Making Chicken Stock

This is a long post, but it’s an important one, so take the time to read it. I promise there are pretty pictures, and some helpful advice. I’ve highlighted my actual steps in bold, for you to pick out in the future.

Stock is made by cooking bones, and typically vegetables, is water. The end product is a liquid that is flavored by the bones and other ingredients, and also contains dissolved proteins from the bones, connective tissue, and any attached muscle. Gelatin is the most important of these proteins, primarily for it’s thickening properties [more on that later]. These dissolved proteins, and the other nutrients that accompany them into the water, give rise to the conventional wisdom of serving stock or broth to someone with a cold; stock is a liquid concentrate of the essential nutrients and proteins found within bones and meat. Making your own chicken stock, while time consuming, is a great way to enhance the flavor of your everyday cooking. There are too many advantages to homemade stock to rely solely on commercial products.

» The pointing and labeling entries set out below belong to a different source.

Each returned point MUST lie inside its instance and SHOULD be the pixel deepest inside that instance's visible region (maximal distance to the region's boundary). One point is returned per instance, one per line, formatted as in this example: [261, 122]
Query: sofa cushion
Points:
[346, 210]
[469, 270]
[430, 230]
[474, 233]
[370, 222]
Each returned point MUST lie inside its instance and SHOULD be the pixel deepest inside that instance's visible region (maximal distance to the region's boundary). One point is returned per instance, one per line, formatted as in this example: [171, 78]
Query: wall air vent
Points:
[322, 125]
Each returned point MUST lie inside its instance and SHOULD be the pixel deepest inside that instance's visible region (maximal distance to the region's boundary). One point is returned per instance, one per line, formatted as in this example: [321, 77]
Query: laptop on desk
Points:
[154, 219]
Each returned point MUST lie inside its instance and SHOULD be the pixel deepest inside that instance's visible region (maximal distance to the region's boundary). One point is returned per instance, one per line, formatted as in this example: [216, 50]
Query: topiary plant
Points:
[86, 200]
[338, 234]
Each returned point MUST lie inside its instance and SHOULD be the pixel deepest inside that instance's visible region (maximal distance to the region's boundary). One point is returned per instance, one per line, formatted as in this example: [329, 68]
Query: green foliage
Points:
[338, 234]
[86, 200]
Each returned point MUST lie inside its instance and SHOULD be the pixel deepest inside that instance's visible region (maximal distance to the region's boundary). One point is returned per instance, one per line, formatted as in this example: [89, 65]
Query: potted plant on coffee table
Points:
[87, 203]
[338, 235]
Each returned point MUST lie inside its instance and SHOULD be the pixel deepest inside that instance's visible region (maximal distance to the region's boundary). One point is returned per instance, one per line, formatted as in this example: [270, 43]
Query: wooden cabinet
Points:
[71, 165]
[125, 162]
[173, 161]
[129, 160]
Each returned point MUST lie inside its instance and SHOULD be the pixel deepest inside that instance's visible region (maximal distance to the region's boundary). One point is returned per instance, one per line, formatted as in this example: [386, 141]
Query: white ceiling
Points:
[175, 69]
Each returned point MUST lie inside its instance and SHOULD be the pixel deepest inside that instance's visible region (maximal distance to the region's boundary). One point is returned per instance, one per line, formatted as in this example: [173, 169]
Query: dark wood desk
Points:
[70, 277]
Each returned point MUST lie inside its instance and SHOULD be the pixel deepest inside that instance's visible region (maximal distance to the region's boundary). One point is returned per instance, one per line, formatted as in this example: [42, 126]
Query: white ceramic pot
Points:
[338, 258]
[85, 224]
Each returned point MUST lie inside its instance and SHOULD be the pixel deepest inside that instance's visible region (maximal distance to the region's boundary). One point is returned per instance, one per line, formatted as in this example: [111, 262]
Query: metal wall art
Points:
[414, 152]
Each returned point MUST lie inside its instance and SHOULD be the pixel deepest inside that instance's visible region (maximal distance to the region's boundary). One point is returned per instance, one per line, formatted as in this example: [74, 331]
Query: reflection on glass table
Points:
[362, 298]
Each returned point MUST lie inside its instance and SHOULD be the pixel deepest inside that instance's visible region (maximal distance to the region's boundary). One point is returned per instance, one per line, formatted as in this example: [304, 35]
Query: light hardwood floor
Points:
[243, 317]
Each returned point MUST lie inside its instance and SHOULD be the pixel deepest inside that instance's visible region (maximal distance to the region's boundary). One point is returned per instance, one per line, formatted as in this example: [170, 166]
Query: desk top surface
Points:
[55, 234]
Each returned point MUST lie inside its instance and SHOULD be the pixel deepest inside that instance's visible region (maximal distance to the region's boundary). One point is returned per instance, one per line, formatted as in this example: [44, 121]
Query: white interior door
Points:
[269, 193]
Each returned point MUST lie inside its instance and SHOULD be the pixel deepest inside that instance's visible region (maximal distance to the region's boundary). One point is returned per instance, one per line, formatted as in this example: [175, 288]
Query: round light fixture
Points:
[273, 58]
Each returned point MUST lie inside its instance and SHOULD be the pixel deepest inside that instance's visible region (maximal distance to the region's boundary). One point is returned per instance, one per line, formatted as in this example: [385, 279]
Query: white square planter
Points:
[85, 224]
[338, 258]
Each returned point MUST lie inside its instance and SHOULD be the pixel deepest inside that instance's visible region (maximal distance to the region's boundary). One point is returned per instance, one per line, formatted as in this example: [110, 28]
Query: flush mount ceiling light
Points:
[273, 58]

The basics of stock making are really quite simple, despite the wide array of recipes, instructions, and tips found on the Internet or in cookbooks. Cover bones with water, and cook until the bones are soft, typically 4-8 hours depending on the type and size of the bones. Traditional French stock calls for mirepoix (a 2:1:1 ratio of onions, carrots, and celery) and a bouquet garni (a combination of thyme, parsley, and bay leaf), and perhaps some garlic and peppercorns. Other recipes call for ginger, leeks, rosemary, mushrooms, or chiles, depending on the purpose of the stock and the desired flavor profile. The choice is yours, based on what flavors you like, and what you have available to you. I really enjoy French flavors, particularly thyme, so I tend to follow a traditional French stock recipe (as described above) with a little extra thyme in it. I also use whatever extra produce I have in the fridge or freezer (e.g. this time I threw in some frozen leek greens).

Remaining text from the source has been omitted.